Sunday, February 26, 2012
We have written several times about all an excellent Kirby Ferguson is a remix project that produced three videos that highlight the problems and history of intellectual property and how the copies and derivative works are a central element of culture and invention. Just published the fourth and last of the series, and is an excellent summary look at the general problems of intellectual property law today.
The key issue is that the theory

( treatment of ideas, inventions, content, etc. as a form of "property" - in the spirit of copyright and many supporters of the patent system), simply did not agree with
has
reality

(where almost everything is a derivative work of some type). What does it very well the video is to highlight the hypocrisy of it all. As pointed out brilliantly when

that
aa copy
(and everyone makes a copy), which justify it. When copying others, however, suddenly attack and vilify. A recent example of this first course was the defense flamboyant former New York Times, Bill Keller Executive Editor of the copy of the New York Times and the publication of a work for someone else covered the Copyright few days after his own column came out in support of stricter enforcement of copyright.

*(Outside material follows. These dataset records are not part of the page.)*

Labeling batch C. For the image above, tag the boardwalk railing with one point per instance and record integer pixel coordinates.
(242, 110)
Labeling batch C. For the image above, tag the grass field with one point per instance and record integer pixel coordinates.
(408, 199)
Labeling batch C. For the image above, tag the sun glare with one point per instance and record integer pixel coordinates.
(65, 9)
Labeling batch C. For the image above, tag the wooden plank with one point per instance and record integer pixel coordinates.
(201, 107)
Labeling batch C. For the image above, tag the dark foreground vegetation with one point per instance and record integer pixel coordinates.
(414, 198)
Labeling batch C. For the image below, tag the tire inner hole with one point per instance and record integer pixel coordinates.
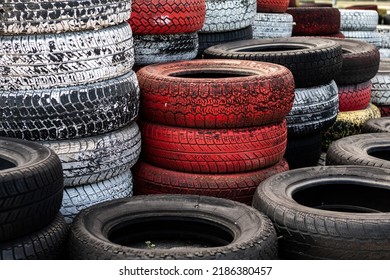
(170, 232)
(353, 198)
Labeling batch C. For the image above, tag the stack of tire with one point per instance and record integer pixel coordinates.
(31, 190)
(360, 65)
(67, 82)
(271, 20)
(360, 25)
(315, 63)
(226, 21)
(212, 127)
(166, 30)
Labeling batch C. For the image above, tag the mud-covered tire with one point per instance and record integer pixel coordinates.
(149, 179)
(28, 17)
(213, 151)
(70, 112)
(315, 21)
(160, 48)
(228, 15)
(360, 62)
(31, 186)
(81, 197)
(167, 16)
(46, 61)
(272, 25)
(312, 61)
(215, 93)
(329, 212)
(314, 109)
(97, 158)
(367, 149)
(222, 229)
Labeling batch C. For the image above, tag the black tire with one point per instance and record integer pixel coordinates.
(69, 112)
(329, 212)
(377, 125)
(48, 243)
(226, 229)
(55, 16)
(312, 61)
(31, 186)
(369, 149)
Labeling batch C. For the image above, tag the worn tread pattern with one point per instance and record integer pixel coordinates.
(97, 158)
(228, 15)
(47, 243)
(46, 61)
(167, 16)
(213, 151)
(149, 179)
(81, 197)
(70, 112)
(28, 17)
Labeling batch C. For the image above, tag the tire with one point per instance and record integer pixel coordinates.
(377, 125)
(228, 15)
(215, 93)
(368, 149)
(81, 197)
(315, 21)
(210, 39)
(47, 61)
(70, 112)
(312, 61)
(47, 243)
(152, 49)
(329, 212)
(215, 151)
(303, 151)
(98, 158)
(348, 123)
(314, 109)
(360, 62)
(272, 6)
(167, 16)
(270, 25)
(30, 17)
(358, 20)
(354, 97)
(31, 186)
(208, 221)
(149, 179)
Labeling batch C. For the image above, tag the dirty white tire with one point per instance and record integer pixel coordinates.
(65, 59)
(71, 112)
(80, 197)
(358, 20)
(151, 49)
(228, 15)
(97, 158)
(55, 16)
(272, 25)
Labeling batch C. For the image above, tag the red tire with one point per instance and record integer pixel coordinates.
(219, 93)
(167, 16)
(315, 21)
(354, 97)
(272, 6)
(213, 150)
(149, 179)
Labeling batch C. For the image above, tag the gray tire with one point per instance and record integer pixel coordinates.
(98, 158)
(66, 59)
(53, 16)
(228, 15)
(81, 197)
(70, 112)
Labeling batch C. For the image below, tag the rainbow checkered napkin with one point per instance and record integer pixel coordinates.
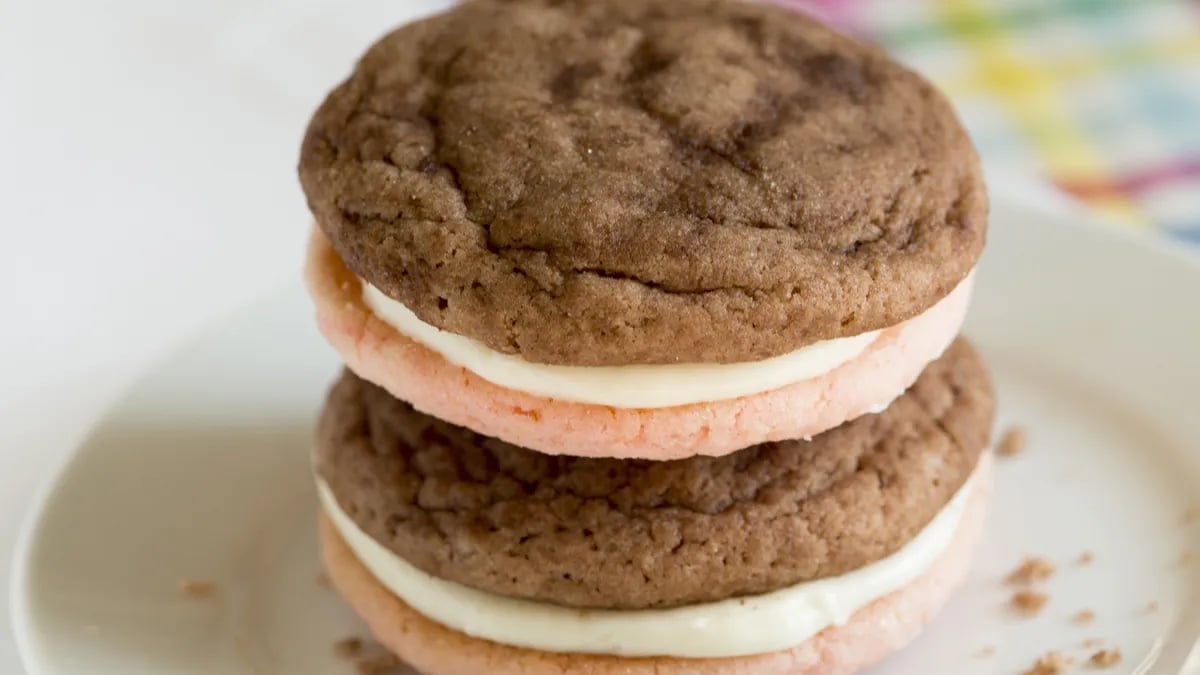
(1099, 96)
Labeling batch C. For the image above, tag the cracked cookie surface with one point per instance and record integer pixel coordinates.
(636, 533)
(635, 181)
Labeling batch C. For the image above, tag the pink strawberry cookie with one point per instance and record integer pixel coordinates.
(421, 376)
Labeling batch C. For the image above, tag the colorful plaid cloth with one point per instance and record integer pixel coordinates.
(1101, 96)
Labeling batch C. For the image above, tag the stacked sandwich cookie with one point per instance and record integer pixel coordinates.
(649, 312)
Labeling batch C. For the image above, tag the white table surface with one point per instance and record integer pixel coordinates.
(148, 185)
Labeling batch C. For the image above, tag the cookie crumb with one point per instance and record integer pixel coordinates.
(1191, 515)
(378, 664)
(348, 647)
(1012, 442)
(198, 589)
(1051, 663)
(1030, 571)
(1030, 602)
(1105, 658)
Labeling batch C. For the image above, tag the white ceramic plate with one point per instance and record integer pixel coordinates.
(202, 473)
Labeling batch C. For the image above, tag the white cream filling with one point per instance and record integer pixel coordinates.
(743, 626)
(623, 386)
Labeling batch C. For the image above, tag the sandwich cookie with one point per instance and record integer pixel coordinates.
(466, 554)
(636, 228)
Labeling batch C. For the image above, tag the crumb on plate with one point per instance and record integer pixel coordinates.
(198, 589)
(1029, 602)
(1051, 663)
(1105, 658)
(348, 647)
(1030, 571)
(378, 664)
(1012, 442)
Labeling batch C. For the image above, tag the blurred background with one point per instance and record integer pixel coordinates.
(148, 153)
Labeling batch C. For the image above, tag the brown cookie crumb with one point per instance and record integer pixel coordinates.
(379, 664)
(1030, 602)
(198, 589)
(348, 647)
(1030, 571)
(1051, 663)
(1105, 658)
(1191, 515)
(1012, 442)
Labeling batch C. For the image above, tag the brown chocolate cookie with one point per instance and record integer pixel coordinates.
(633, 533)
(619, 181)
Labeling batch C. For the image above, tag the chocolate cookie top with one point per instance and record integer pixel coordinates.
(619, 181)
(631, 533)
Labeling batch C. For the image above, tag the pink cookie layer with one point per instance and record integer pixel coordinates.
(415, 374)
(871, 633)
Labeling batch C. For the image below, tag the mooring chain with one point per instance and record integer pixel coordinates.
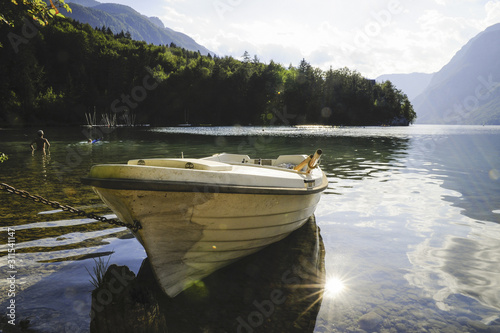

As he points out, it is psychologically understandable. It is "loss aversion." People feel a sense that "own" something that is really not - and often dictated by the concepts of intellectual property that really spread the idea that you can actually have an idea (and yes technically not the right copyright and patents are applied directly to the "ideas", but that's a nuance that most people do not understand when they see how the content and inventions are considered "property" under TODAY ' Today laws).


The video talks about the continued expansion of copyright, and harmful effort to continue to ratchet things through trade agreements like ACTA and PPT. But he also notes that it is somewhat ironic, given that in its early years, the U.S. refused to sign trade agreements similar, and was a "pirate nation" that has ignored the copyright in the world.
The video does not cover copyright only, but it is stuck in patents and, with special attention to general software patents do little to contribute to knowledge for the world, but take the general concepts and try to block the effects of the application and try to colonies of those who actually create and innovate. From there
breaks the original purpose of copyright and patents in the U.S. system. In both cases, they were about to benefit the public: to encourage learning and promote the progress of arts "useful" (inventions). But when the laws can not do that, then we should see the system as a game and try to do something.